In estrema sintesi si può dire che non è disturbante per i figli né una famiglia autoritaria (che non significa naturalmente famiglia maltrattante) né una famiglia “libera”. Ciò che invece è disturbante è l’incoerente approccio situazionale dei genitori. Infatti, se di fronte ad un problema i genitori non si comportano di comune accordo e sempre allo stesso modo, è facile ottenere effetti peggiori di una grande permissività o di una grande severità, creando nel bambino un’enorme confusione.

I genitori sono inoltre fondamentali riguardo all’acquisizione del senso morale, che avviene intorno ai 5/6 anni d’età attraverso una continua interazione con il figlio. Inizialmente il bambino non ha alcun senso morale, vuole essere solo soddisfatto nei propri bisogni; ad un certo punto, quando i genitori lo sgridano per una cosa fatta male o lo lodano per una cosa fatta bene, lentamente, da questo approccio, introietterà il concetto di bene e di male.

Ecco quindi l’importanza per i genitori di instaurare una relazione adeguata ed emotivamente soddisfacente con il bambino, presupposto per l’acquisizione di nozioni normative di base, del senso morale, del senso del giusto e dello sbagliato, del senso della realtà dei fatti.

Il ruolo del padre

Considerato da alcuni autori un “genitore dimenticato” (Ross 1979), il padre assume invece un ruolo determinante nelle diverse fasi di vita del bambino: ha un ruolo appena il bambino nasce, supportando la madre e favorendo la separazione madre-bambino; ha un ruolo perché dà il cognome alla famiglia; ha un ruolo importantissimo perché sarà una figura di identificazione forte, sia per il maschio che per la femmina, tanto che quest’ultima identificherà nel padre il partner. Quante volte abbiamo visto una donna figlia di padre etilista che a sua volta sposa un etilista, in una coazione a riproporre e ricercare quelle relazioni primarie, anche di tipo sadico e narcisistico, che è probabile ne abbiano caratterizzato l’infanzia.

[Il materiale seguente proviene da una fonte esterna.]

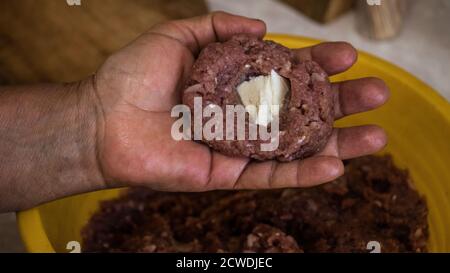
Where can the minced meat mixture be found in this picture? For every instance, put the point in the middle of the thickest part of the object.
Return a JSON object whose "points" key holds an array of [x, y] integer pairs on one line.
{"points": [[373, 201]]}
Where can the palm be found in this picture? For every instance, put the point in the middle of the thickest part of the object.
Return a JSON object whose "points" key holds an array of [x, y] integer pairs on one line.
{"points": [[138, 87]]}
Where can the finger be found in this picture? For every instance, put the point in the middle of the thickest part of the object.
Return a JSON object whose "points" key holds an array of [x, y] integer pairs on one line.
{"points": [[195, 33], [300, 173], [356, 141], [333, 57], [359, 95]]}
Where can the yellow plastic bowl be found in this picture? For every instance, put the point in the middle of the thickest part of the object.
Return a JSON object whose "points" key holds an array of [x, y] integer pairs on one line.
{"points": [[416, 119]]}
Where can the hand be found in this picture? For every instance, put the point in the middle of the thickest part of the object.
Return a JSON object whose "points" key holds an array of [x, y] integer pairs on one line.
{"points": [[138, 86]]}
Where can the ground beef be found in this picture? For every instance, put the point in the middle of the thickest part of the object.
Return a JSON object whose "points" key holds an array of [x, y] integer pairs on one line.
{"points": [[306, 117], [373, 201]]}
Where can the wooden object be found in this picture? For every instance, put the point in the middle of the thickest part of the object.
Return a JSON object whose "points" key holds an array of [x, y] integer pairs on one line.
{"points": [[48, 40], [381, 21], [321, 10]]}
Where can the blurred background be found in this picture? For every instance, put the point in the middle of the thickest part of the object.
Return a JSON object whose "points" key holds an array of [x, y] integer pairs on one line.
{"points": [[66, 40]]}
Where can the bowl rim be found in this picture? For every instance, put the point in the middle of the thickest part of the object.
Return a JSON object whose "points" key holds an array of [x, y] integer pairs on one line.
{"points": [[29, 221]]}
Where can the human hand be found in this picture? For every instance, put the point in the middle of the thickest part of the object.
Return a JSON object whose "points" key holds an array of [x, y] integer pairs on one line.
{"points": [[137, 87]]}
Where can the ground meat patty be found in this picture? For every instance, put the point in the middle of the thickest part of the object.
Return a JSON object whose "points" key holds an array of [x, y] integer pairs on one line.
{"points": [[373, 201], [306, 117]]}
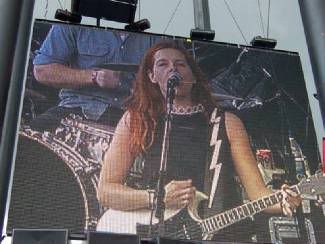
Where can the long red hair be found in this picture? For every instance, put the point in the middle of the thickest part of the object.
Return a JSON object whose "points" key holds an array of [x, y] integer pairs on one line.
{"points": [[146, 105]]}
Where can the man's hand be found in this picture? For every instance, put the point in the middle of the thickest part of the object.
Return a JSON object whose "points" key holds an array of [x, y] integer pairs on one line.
{"points": [[178, 194], [106, 78]]}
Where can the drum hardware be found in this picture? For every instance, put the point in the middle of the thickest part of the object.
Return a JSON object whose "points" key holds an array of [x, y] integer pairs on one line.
{"points": [[81, 145], [284, 228]]}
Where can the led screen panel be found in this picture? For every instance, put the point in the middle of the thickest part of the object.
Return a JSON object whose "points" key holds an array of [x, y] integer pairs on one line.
{"points": [[93, 128]]}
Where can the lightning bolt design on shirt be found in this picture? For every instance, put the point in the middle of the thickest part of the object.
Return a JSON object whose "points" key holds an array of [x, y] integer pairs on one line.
{"points": [[215, 165]]}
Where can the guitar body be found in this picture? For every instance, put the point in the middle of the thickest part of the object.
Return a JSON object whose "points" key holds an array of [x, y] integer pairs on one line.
{"points": [[179, 223], [186, 224]]}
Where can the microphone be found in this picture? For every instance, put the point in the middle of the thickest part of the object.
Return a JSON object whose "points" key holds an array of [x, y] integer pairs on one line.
{"points": [[174, 80]]}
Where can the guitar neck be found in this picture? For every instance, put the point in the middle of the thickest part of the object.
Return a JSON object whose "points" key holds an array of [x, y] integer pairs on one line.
{"points": [[217, 222]]}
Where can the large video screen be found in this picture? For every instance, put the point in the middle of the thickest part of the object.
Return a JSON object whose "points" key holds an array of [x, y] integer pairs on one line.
{"points": [[161, 136]]}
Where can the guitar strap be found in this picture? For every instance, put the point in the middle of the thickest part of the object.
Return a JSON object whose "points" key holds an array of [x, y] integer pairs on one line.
{"points": [[214, 165]]}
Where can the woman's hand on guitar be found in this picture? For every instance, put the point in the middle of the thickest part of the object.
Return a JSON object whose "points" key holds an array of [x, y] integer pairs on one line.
{"points": [[179, 194], [290, 201]]}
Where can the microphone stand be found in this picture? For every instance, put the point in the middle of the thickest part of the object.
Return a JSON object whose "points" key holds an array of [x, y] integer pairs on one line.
{"points": [[160, 191]]}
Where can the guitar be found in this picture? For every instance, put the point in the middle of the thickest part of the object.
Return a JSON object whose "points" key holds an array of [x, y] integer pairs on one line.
{"points": [[186, 224]]}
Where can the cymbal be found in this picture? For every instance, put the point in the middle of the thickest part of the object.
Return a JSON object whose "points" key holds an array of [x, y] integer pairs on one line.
{"points": [[126, 67], [222, 97], [34, 94]]}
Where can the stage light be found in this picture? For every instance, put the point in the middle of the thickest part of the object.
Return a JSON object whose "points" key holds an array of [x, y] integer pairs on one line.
{"points": [[198, 34], [259, 41], [140, 25], [65, 15]]}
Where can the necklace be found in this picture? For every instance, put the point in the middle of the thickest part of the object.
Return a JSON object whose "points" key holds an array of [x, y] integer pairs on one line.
{"points": [[188, 110]]}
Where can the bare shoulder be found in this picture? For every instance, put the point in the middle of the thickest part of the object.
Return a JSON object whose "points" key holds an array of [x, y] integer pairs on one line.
{"points": [[125, 121]]}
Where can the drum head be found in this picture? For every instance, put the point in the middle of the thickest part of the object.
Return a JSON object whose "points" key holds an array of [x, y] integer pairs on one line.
{"points": [[45, 192]]}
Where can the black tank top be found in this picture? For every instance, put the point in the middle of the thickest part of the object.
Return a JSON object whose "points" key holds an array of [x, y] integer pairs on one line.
{"points": [[189, 157]]}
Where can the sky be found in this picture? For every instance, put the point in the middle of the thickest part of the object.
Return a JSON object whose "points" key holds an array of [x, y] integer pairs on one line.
{"points": [[176, 17]]}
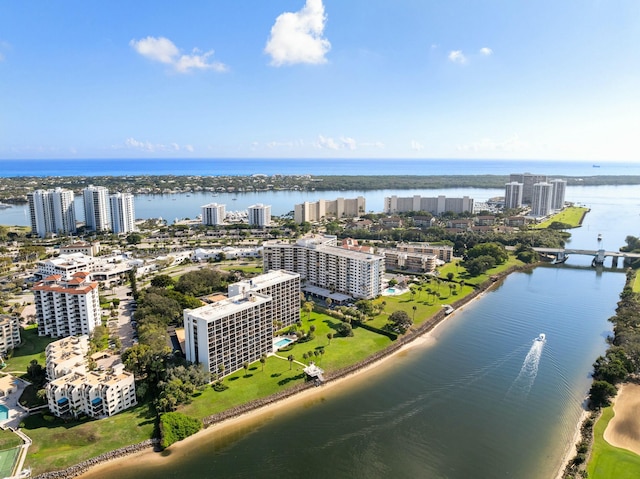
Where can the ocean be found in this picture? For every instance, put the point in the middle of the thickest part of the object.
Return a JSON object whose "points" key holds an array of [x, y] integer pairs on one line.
{"points": [[239, 167]]}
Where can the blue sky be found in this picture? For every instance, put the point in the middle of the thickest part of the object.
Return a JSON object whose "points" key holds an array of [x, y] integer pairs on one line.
{"points": [[503, 79]]}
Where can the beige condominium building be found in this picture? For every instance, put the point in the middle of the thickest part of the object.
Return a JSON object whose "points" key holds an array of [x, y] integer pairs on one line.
{"points": [[322, 264], [66, 306], [9, 333], [224, 335], [73, 389], [313, 211]]}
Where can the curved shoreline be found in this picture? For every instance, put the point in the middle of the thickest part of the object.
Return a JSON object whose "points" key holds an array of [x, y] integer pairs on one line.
{"points": [[299, 392]]}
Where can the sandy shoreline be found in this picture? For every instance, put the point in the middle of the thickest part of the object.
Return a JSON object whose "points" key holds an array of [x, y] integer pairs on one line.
{"points": [[305, 398], [624, 429]]}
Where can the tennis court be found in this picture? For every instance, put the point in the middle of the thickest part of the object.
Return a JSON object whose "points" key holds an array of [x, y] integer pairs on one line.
{"points": [[8, 460]]}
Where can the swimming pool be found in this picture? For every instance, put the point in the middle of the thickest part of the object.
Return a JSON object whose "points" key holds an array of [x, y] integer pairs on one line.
{"points": [[281, 343]]}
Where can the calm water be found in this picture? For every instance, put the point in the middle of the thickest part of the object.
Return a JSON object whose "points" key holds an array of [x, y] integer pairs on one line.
{"points": [[478, 403], [483, 401]]}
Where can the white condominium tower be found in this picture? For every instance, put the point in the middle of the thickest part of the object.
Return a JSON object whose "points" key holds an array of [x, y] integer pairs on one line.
{"points": [[96, 208], [542, 195], [52, 212], [513, 195], [66, 307], [322, 264], [222, 336], [558, 193], [123, 217], [259, 215], [213, 214]]}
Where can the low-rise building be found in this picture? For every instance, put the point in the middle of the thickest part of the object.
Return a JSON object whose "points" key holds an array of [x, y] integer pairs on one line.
{"points": [[9, 333], [73, 389]]}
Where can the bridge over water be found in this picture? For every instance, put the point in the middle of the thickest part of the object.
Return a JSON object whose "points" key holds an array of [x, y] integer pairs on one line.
{"points": [[598, 255]]}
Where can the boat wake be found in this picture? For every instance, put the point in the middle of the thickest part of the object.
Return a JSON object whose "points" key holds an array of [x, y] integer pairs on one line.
{"points": [[521, 386]]}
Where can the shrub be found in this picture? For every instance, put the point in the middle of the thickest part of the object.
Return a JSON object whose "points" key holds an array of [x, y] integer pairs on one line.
{"points": [[175, 426]]}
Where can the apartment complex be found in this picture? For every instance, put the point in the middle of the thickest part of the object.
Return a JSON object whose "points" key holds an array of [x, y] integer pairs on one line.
{"points": [[527, 180], [259, 215], [73, 389], [558, 191], [322, 264], [9, 333], [282, 286], [123, 216], [213, 214], [313, 211], [52, 212], [66, 306], [542, 198], [513, 195], [96, 208], [434, 205]]}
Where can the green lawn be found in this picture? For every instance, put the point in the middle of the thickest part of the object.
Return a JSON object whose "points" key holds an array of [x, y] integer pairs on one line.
{"points": [[32, 347], [58, 444], [572, 216], [608, 462]]}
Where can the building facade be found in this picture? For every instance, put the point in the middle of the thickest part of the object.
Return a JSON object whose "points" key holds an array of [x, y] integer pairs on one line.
{"points": [[123, 216], [9, 333], [314, 211], [321, 263], [52, 212], [434, 205], [73, 389], [259, 215], [66, 306], [527, 180], [96, 208], [559, 188], [513, 195], [542, 197], [213, 214]]}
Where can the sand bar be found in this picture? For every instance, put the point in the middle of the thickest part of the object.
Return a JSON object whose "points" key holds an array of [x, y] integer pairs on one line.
{"points": [[624, 429]]}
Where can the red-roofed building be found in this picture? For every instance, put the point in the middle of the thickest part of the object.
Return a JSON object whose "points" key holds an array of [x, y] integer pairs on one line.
{"points": [[66, 306]]}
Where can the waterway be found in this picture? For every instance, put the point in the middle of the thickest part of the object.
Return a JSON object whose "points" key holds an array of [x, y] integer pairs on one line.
{"points": [[481, 401]]}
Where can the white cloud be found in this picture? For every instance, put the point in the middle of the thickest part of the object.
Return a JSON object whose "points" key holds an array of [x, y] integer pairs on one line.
{"points": [[456, 56], [133, 144], [163, 50], [297, 37], [513, 144]]}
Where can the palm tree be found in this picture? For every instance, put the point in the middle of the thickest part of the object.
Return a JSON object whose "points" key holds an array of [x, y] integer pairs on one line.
{"points": [[290, 358]]}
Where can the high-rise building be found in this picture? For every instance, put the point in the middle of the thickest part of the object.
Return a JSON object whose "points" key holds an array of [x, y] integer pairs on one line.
{"points": [[527, 180], [259, 215], [52, 212], [338, 208], [213, 214], [557, 196], [96, 208], [434, 205], [541, 204], [66, 306], [224, 335], [513, 195], [123, 217], [322, 265]]}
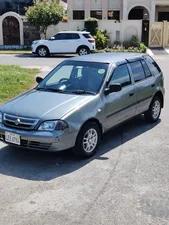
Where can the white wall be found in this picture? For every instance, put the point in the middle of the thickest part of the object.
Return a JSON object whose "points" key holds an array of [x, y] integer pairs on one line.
{"points": [[131, 27], [124, 29], [114, 4], [96, 4], [161, 9], [78, 5]]}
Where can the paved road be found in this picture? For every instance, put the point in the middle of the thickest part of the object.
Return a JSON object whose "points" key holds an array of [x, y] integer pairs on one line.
{"points": [[125, 183]]}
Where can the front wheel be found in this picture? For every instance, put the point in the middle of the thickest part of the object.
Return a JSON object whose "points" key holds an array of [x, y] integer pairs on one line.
{"points": [[43, 51], [87, 140], [83, 51], [153, 114]]}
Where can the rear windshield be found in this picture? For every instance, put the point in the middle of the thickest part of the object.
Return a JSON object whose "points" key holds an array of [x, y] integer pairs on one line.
{"points": [[87, 35]]}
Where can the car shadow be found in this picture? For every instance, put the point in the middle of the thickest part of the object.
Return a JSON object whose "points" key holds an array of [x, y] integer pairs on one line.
{"points": [[45, 166], [29, 55]]}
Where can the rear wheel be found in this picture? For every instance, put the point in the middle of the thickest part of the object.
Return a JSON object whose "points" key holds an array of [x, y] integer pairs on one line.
{"points": [[43, 51], [83, 51], [87, 140], [153, 114]]}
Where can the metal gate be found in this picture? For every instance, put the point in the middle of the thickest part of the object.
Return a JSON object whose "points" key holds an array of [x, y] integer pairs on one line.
{"points": [[159, 34], [11, 31]]}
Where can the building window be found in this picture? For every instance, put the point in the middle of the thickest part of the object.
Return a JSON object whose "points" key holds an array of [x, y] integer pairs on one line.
{"points": [[96, 14], [113, 15], [78, 14], [17, 6]]}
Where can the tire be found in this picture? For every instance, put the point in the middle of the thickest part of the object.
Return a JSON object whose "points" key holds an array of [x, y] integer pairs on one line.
{"points": [[43, 51], [153, 114], [83, 51], [85, 146]]}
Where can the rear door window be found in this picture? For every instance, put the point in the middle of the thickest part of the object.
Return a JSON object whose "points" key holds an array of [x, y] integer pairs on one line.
{"points": [[61, 36], [146, 69], [137, 70], [152, 65], [121, 76]]}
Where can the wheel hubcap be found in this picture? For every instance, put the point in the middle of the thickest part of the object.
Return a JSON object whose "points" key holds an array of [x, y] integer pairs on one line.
{"points": [[90, 140], [42, 52], [83, 51], [156, 109]]}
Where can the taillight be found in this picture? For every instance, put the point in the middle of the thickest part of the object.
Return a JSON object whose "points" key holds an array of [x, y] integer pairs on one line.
{"points": [[91, 40]]}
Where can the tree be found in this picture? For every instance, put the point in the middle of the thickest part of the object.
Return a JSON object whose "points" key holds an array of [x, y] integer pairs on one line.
{"points": [[91, 25], [43, 14]]}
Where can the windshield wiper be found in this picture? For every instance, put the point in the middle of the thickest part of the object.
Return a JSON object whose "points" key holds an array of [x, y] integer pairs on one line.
{"points": [[81, 92], [50, 89]]}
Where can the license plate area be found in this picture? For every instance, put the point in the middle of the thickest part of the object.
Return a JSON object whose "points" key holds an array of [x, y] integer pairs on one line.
{"points": [[12, 138]]}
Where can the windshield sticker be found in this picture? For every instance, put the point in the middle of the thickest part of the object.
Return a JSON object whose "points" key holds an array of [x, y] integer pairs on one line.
{"points": [[101, 71]]}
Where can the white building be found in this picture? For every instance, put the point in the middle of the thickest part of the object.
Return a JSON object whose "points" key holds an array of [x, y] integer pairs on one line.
{"points": [[121, 18]]}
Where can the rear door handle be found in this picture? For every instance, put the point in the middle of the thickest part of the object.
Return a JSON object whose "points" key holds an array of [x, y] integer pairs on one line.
{"points": [[131, 94]]}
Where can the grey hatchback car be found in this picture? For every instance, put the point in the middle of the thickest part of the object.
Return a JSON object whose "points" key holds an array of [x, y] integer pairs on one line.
{"points": [[81, 99]]}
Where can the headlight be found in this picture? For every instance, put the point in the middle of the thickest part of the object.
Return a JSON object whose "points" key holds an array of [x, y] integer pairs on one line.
{"points": [[0, 117], [53, 125]]}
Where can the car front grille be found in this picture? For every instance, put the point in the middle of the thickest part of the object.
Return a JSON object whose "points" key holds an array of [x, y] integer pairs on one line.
{"points": [[19, 122]]}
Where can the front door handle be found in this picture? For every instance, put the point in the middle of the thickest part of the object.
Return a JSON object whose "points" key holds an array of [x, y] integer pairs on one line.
{"points": [[131, 94]]}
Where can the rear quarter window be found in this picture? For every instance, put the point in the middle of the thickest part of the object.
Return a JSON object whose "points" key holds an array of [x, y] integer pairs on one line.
{"points": [[152, 65]]}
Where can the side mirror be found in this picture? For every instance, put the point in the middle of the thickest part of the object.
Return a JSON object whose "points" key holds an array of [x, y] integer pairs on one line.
{"points": [[52, 38], [39, 80], [113, 88]]}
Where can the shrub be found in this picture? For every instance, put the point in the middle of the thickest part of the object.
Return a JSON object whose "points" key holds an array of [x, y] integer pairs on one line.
{"points": [[143, 48], [117, 43], [101, 39], [126, 44], [91, 25], [134, 41]]}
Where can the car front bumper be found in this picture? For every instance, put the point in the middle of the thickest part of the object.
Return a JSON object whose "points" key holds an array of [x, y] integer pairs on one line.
{"points": [[33, 47], [41, 140]]}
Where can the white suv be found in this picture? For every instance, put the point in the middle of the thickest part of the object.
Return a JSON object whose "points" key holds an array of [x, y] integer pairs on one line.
{"points": [[65, 42]]}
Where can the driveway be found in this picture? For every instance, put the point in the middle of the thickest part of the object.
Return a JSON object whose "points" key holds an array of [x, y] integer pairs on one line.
{"points": [[125, 183]]}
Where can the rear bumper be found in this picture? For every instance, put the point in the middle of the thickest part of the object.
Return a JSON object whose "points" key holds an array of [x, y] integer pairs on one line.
{"points": [[43, 141]]}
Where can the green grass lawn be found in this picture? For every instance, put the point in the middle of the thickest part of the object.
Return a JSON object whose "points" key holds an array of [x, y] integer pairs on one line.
{"points": [[15, 51], [15, 80]]}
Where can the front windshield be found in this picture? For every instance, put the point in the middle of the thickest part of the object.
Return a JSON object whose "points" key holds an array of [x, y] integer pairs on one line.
{"points": [[75, 77]]}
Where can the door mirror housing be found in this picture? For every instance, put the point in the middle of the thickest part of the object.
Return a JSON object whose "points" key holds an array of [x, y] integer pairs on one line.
{"points": [[39, 80], [113, 88], [52, 38]]}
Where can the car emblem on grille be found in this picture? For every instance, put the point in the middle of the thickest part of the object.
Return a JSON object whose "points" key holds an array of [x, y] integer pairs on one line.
{"points": [[17, 122]]}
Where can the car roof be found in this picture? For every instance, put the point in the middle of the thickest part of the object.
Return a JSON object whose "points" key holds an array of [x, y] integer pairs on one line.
{"points": [[77, 32], [114, 57]]}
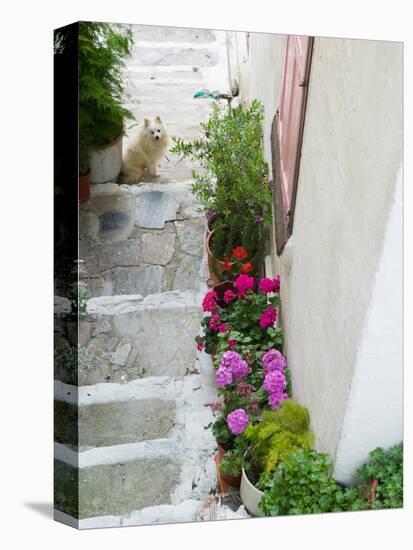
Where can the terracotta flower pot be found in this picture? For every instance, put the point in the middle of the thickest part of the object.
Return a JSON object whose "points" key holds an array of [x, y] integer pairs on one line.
{"points": [[250, 496], [231, 480], [221, 288], [84, 187], [106, 163], [214, 265]]}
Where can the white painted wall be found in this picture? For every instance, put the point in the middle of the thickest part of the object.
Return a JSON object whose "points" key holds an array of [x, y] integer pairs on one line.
{"points": [[351, 155], [374, 412]]}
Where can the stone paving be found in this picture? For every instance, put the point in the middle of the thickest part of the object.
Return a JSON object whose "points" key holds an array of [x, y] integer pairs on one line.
{"points": [[143, 404]]}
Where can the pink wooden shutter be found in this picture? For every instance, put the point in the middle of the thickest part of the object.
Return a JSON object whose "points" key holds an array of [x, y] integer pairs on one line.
{"points": [[291, 112]]}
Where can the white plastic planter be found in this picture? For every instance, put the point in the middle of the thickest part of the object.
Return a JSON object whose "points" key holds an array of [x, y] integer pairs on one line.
{"points": [[106, 163], [250, 496]]}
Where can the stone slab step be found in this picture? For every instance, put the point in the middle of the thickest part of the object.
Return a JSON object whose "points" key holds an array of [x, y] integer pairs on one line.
{"points": [[114, 489], [171, 34], [202, 57], [130, 338], [115, 423]]}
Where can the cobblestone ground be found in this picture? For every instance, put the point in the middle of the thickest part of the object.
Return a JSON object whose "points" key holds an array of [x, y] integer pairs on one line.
{"points": [[146, 450]]}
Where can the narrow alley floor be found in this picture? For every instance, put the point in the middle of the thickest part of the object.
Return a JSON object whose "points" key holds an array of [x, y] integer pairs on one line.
{"points": [[146, 448]]}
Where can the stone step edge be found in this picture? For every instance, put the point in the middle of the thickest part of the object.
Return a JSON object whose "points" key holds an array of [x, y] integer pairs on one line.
{"points": [[157, 387], [149, 44], [185, 511], [130, 303], [115, 454]]}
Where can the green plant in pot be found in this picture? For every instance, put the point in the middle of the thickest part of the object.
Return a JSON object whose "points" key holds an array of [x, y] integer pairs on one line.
{"points": [[383, 476], [280, 433], [102, 49], [302, 484], [232, 184], [233, 462]]}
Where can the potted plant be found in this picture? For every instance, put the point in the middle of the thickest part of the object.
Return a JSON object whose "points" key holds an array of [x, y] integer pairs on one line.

Oltre a ciò il padre riveste l’importante figura di autorità normativa, tanto che per questo motivo, in alcuni casi, ragazzi con una grande difficoltà identificativa e che commettono reati hanno tentato di costruirsi un’identità propria cercando di indossare una divisa. Giovani che hanno provato ad arruolarsi nelle forze dell’ordine o nelle forze armate, ovviamente senza riuscirci, motivati dalla necessità interiore di darsi un’identità derivante dalla figura paterna che è mancata.

Il ruolo della madre

Bowlby, Spitz, Klein, solo per citare alcuni eminenti autori, hanno lavorato sulla problematica della relazione con la madre, sull’importanza delle cure materne, sulla formazione dell’identità e sui processi di separazione.

Vero è che una carenza di cure materne comporta spesso una difficoltà di relazioni oggettuali, tant’è che la letteratura –magari di nicchia- spiega i reati di appropriazione come eventi legati anche a questo tipo di deprivazione (Winnicott, 1986).

La scarsità di cure materne, la carenza di relazioni oggettuali, la necessità di avere degli oggetti al posto di relazioni soddisfacenti non necessariamente la ritroviamo solo in chi commette reati. È rilevabile, ad esempio, nelle vicende che riguardano le separazioni tra coniugi, ove persone professionalmente super impegnate manifestano l’intimo bisogno di raccogliere “tante cose” tramite la realizzazione di una brillante carriera lavorativa, ciò al solo scopo di riempire la loro carenza di relazioni oggettuali, che sarà però anche alla base di un fallimento sul piano personale.